If President Donald Trump has his way, the auto industry’s transition to electric vehicles will soon slam into reverse. He will erase tax credits for electric vehicle purchases, federal grants for chargers, and subsidies and loans to help retool assembly lines and build battery factories.
Executive orders issued by Trump on Inauguration Day amount to a sweeping repudiation of a centerpiece of former President Joe Biden’s multibillion-dollar program to address climate change, which Republicans cast as a campaign to ban gasoline cars.
The orders also present a challenge to automakers that have invested billions of dollars in electric vehicles, in part because the Biden administration encouraged them to. But some of the orders appear to bypass Congress or federal rule-making procedures, which could make them vulnerable to lawsuits and even resistance from within the Republican Party.
While framed as a way to revive the U.S. auto industry, the orders could cause U.S. carmakers to fall behind if they scale back their electric vehicle programs while Asian and European automakers continue perfecting the technology, analysts say. Already, 50% of car sales in China are electric or plug-in hybrids, and Chinese automakers like BYD are selling more cars around the world, taking customers away from established car companies, including U.S. manufacturers.
An executive order entitled “Unleashing American Energy” and signed by the president Monday instructs federal agencies to immediately pause disbursement of funds allocated by Congress that were part of the Biden effort to push the auto industry toward vehicles with no tailpipe emissions.

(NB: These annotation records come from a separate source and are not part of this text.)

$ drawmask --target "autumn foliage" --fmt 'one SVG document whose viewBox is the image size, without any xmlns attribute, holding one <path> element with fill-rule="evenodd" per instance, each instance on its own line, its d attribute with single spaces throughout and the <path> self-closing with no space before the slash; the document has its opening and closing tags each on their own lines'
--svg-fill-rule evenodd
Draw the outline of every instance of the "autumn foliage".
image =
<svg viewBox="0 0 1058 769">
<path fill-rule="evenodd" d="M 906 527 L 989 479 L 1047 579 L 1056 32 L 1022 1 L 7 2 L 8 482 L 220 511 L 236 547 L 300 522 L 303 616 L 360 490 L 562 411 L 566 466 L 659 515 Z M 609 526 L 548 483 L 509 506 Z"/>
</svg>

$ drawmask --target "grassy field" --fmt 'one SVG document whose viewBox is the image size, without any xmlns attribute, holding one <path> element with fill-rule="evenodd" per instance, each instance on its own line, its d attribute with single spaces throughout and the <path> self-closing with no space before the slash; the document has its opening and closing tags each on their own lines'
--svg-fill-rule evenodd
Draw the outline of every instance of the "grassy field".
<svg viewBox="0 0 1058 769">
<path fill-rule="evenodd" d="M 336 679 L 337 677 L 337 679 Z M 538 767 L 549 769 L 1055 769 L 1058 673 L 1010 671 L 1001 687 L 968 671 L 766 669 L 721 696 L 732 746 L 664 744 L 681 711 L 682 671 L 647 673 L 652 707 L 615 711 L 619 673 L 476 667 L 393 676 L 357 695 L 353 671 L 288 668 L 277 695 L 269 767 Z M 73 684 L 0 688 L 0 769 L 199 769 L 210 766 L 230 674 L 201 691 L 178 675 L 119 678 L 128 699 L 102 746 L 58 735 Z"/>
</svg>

Among other things, the funds helped states to install fast chargers along major highways and provided tax credits of up to $7,500 for buyers of new electric vehicles and $4,000 to buyers of used models. The credits effectively made the cost of buying some electric cars roughly on par with prices for cars with gasoline or diesel engines.
Trump also rescinded an aspirational Biden executive order that called for 50% of new vehicles sold in 2030 to be fully electric, plug-in hybrids and vehicles that run on hydrogen fuel cells.
And Trump said the administration would seek to revoke California’s authority to establish air quality standards that are stricter than federal rules. That would have a broad effect. California is aiming for 100% of new car sales to be electric by 2035, and some of its standards are copied by at least 17 other states.
“The impact of this will be significant,” said Shay Natarajan, a partner at Mobility Impact Partners, a private equity firm that invests in sustainable transportation.
If demand for electric vehicles flags, as it has in other countries like Germany that cut incentives, she noted, carmakers could be left with costly, underused electric vehicle and battery factories.
“Federal funding for EV and battery manufacturing will be harder to access, increasing the risk of stranded capital for manufacturing projects already underway,” Natarajan said in an email.
Representatives of the fossil fuel industry celebrated the president’s action, while environmentalists lamented what they said was a serious setback to efforts to cut greenhouse gas emissions and reduce urban air pollution caused by cars.
“This is a new day for American energy,” Mike Sommers, the president of the American Petroleum Institute, said in a statement, “and we applaud President Trump for moving swiftly to chart a new path where U.S. oil and natural gas are embraced, not restricted.”
Katherine García, a transportation expert at the Sierra Club, said: “Rolling back vehicle emission safeguards harms our health, our wallets and our climate. We will fight him at every turn of the road.”